Owen et Amelia se regardèrent. Ils ne savaient pas si dire la vérité était la bonne chose à faire. Mais c'était la seule solution pour obtenir des réponses.
-Écoutez, Leïla a été hospitalisée tout à l'heure et ce n'est pas la première fois. A chaque fois, les causes son douteuses. Et nous pensons qu'elle est victime de mauvais traitements... Expliqua Owen.
Camille écarquilla ses yeux bleus.
-Non, je ne peux pas le croire, vous devez faire erreur.
-Malheureusement non.
-Je n'ai jamais été témoin de ça. Vous devez avoir vos raison de croire une chose pareille, mais je vous assure que je connais les Jacksman et je peux vous dire que se sont des saints. Ils vont à l'église tout les dimanche, ils forment un merveilleux couple et leur fille me semble tout à fait heureuse. Ils sont si généreux. Marie fait toujours des plats pour les sans abris et elle leur achète des vêtement pour l'hiver. Lui, donne beaucoup d'argent à des associations. Ils parrainent même un enfant au Mali. Ce sont des gens bons et je suis persuadé que vous vous trompez.
Amelia soupira. Il fallait s'y attendre. Ils n'allaient pas frapper leur fille en publique.
-Bon, merci pour nous avoir donné de votre temps, remercia Amelia.
-C'est normal, j'espère que vous trouverez la raison de ces hospitalisations répétées.
-Nous l'espérons aussi. Je tiens à préciser que cet entretien doit rester privé Camille.
-Je serai une tombe.
-Merci.
Les deux médecins sortirent bredouilles. Paul avait avoué. Indirectement, mais il l'avait fait. C'était horrible. Ce couple se faisait passer pour des saints auprès de leurs voisins alors qu'à l'hôpital, Amelia avait tout de suite remarqué qu'ils étaient psychorigides. Ils savaient qu'interroger les autres serait inutile. Elle bouillonnait de rage, c'est donc sans hésitations qu'elle se dirigea vers la maison des Jacksman.

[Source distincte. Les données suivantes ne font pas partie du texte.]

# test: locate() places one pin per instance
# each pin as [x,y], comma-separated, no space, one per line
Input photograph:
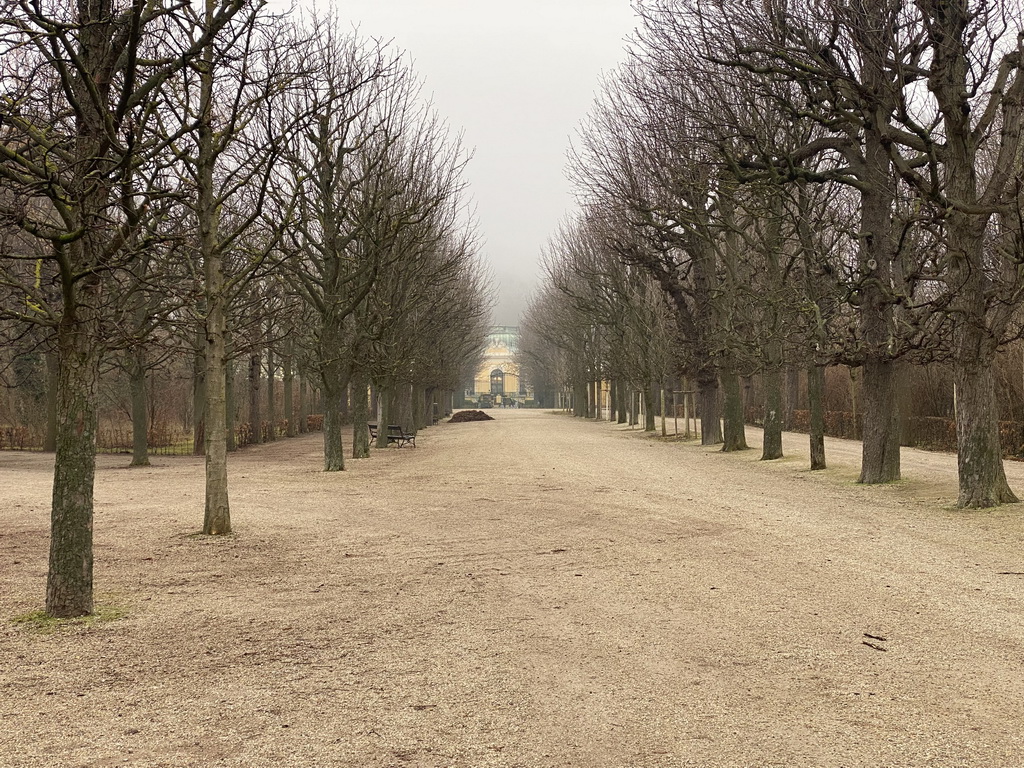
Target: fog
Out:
[516,79]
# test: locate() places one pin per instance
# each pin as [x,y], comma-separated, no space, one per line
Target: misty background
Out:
[516,79]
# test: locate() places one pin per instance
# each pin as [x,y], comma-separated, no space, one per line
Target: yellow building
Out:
[498,381]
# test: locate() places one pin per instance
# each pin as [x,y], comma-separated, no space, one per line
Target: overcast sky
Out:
[516,78]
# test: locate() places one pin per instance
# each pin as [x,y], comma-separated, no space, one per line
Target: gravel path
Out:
[531,591]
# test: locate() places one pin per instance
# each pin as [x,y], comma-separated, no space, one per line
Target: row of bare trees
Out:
[809,183]
[210,175]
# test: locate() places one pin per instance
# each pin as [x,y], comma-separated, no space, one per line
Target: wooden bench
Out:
[394,434]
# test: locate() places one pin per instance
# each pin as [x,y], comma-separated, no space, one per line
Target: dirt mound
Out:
[469,416]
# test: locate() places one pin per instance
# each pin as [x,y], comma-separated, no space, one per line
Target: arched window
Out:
[497,381]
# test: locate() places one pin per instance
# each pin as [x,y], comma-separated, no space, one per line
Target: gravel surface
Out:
[531,591]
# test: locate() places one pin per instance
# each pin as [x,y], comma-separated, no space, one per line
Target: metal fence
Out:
[162,441]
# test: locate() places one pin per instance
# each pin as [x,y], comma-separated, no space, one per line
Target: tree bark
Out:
[229,404]
[734,437]
[139,409]
[711,424]
[216,516]
[271,406]
[360,416]
[255,417]
[979,456]
[52,370]
[334,455]
[815,403]
[288,375]
[199,394]
[69,584]
[649,398]
[792,396]
[580,399]
[384,399]
[881,418]
[772,445]
[303,407]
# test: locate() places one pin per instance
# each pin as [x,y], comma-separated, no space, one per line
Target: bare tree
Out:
[72,148]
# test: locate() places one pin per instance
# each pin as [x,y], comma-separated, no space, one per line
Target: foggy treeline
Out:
[210,194]
[799,185]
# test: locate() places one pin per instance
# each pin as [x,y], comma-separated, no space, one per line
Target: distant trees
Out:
[168,165]
[814,183]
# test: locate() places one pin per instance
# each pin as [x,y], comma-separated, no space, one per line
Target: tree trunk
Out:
[69,584]
[360,416]
[217,515]
[979,456]
[734,437]
[52,369]
[772,444]
[334,455]
[199,394]
[792,396]
[665,427]
[815,403]
[255,418]
[881,417]
[384,399]
[229,404]
[271,406]
[303,407]
[580,399]
[649,398]
[288,376]
[139,409]
[711,425]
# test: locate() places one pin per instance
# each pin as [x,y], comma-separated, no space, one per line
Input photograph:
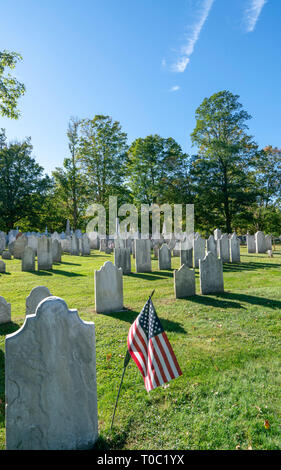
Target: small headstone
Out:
[108,288]
[35,297]
[164,260]
[211,274]
[50,381]
[28,259]
[5,311]
[184,282]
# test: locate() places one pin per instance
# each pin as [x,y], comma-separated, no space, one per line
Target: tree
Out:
[10,88]
[222,172]
[23,187]
[102,152]
[156,170]
[70,185]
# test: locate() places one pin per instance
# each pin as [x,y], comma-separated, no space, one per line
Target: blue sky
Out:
[147,63]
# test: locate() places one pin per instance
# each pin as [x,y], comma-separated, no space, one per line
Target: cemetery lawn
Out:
[228,347]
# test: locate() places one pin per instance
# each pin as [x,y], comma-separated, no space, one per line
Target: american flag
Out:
[149,347]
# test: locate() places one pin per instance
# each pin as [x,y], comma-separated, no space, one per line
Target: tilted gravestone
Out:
[198,250]
[36,295]
[211,274]
[44,253]
[260,242]
[234,248]
[108,288]
[2,267]
[164,257]
[251,243]
[28,259]
[5,311]
[50,382]
[184,282]
[223,248]
[122,259]
[143,257]
[56,251]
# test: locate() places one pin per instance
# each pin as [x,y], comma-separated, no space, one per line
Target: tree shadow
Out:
[129,316]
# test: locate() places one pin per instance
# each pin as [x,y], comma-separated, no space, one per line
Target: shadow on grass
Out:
[130,316]
[232,300]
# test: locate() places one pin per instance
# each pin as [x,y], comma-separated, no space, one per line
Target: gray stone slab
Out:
[50,381]
[108,288]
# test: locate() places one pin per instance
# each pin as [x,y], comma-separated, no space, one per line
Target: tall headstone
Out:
[44,253]
[211,274]
[234,248]
[108,288]
[5,311]
[28,259]
[164,257]
[251,243]
[36,295]
[50,382]
[260,242]
[143,256]
[184,282]
[122,259]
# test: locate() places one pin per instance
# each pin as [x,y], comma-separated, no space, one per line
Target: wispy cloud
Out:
[252,14]
[175,88]
[192,38]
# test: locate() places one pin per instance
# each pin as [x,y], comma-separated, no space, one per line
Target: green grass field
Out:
[228,347]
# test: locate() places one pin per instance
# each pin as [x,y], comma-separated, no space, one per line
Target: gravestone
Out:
[164,257]
[211,274]
[36,295]
[184,282]
[122,259]
[28,259]
[143,258]
[260,242]
[44,253]
[2,267]
[19,245]
[223,248]
[198,250]
[108,288]
[50,382]
[211,245]
[6,255]
[5,311]
[56,251]
[234,248]
[251,243]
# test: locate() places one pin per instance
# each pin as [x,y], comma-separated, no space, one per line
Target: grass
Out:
[228,347]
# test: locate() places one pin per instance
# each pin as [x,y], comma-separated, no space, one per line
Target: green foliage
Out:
[10,88]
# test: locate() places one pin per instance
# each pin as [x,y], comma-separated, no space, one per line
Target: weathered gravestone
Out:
[223,248]
[19,245]
[28,259]
[234,248]
[164,257]
[108,288]
[184,282]
[36,295]
[44,253]
[211,274]
[56,251]
[5,311]
[251,243]
[2,267]
[122,259]
[198,250]
[260,242]
[143,258]
[50,383]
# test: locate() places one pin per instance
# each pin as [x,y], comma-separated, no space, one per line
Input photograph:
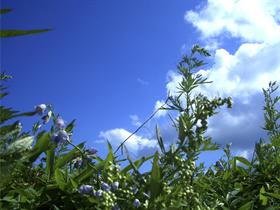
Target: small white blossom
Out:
[40,109]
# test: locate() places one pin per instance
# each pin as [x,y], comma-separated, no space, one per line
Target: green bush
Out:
[45,170]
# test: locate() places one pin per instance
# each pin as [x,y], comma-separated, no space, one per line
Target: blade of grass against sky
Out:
[90,65]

-Amelia ! On peut pas faire ça maintenant !
-Et pourquoi ?
-Mais parce que, tout le monde va nous voir !
-Tu veux qu'on attende la nuit ?
-Oui.
Elle ronchonna pour la forme, mais elle savait qu'il avait raison. Ils se dirigèrent donc vers la voiture. Owen démarra et trouva un endroit tranquille d'où ils pouvaient voir la maison. Il était à peine 18 heure. Le temps allait être long.
Amelia se laissa aller à toutes sortes de pensées. Elle ferma les yeux et se remémora comment elle avait fait capoter sa relation avec lui. Si elle n'avait pas été aussi effrayée, ils seraient peu être encore ensemble en ce moment. Elle était en colère contre elle même. Elle l'avait fait fuir. Mais maintenant, elle était prête. Le problème était qu'elle ne savait pas comment lui faire comprendre. Elle se remémora le contact des ses lèvres douces, de ses mains se baladant sur sa peau nue. Elle avait passé de merveilleux moments avec lui et se retrouver seule en sa compagnie faisait remonter des souvenirs. Owen envahissait très souvent son esprit. Souvent dans des moments mal choisis. Elle ne pouvait s'empêcher de penser à lui. Elle avait l'impression d'entendre sa voix dans la rue, de l'apercevoir au centre commercial, de sentir son odeur chez elle... Parfois, elle croyait devenir folle. Elle se souvint des son regard bleu posé sur elle. Ce regard qui la faisait se sentir belle. Elle se souvint de son sourire réconfortant. Tout ça lui manquaient. Elle finit par s'endormir emportée par ce que sa mémoire lui donnait.
Owen écoutait Amelia respirer et il remarqua que son souffle était devenu plus profond, plus régulier. Elle s'était endormie. Il n'osa pas se retourner pour l'observer. C'était vraiment tentant, mais si elle se réveillait il ne saurait pas quoi lui dire. Pourtant, son cerveau lui ordonna de la regarder. Sa tête était appuyée contre la vitre et ses bras étaenit croisés contre sa poitrine, comme si elle essayait de se réchauffer. Il trouva ça mignon. Ses cheveux lui masquaient la vue. Mais il pouvait quand même distinguait son visage délicat. Il ne sut pas pendant combien de temps il l'admira, mais il ne se rendit pas compte que le soleil se coucher. Il réalisa qu'il faisait nuit seulement qu'il n'arriva plus à la voir. Il décida de la réveiller. Il posa une main sur son bras.
-Amelia, chuchota-t-il
Pas de réaction.
-Amelia, répéta-t-il un peu plus fort.
Elle grogna et se recroquevilla sur elle même.
-Amelia, c'est l'heure.
Elle se réveilla d'un coup ce qui le surpris.
-Déjà ?!
-Oui. Il faut y aller.
Ils étaient vraiment impatients que toute cette histoire soit terminée.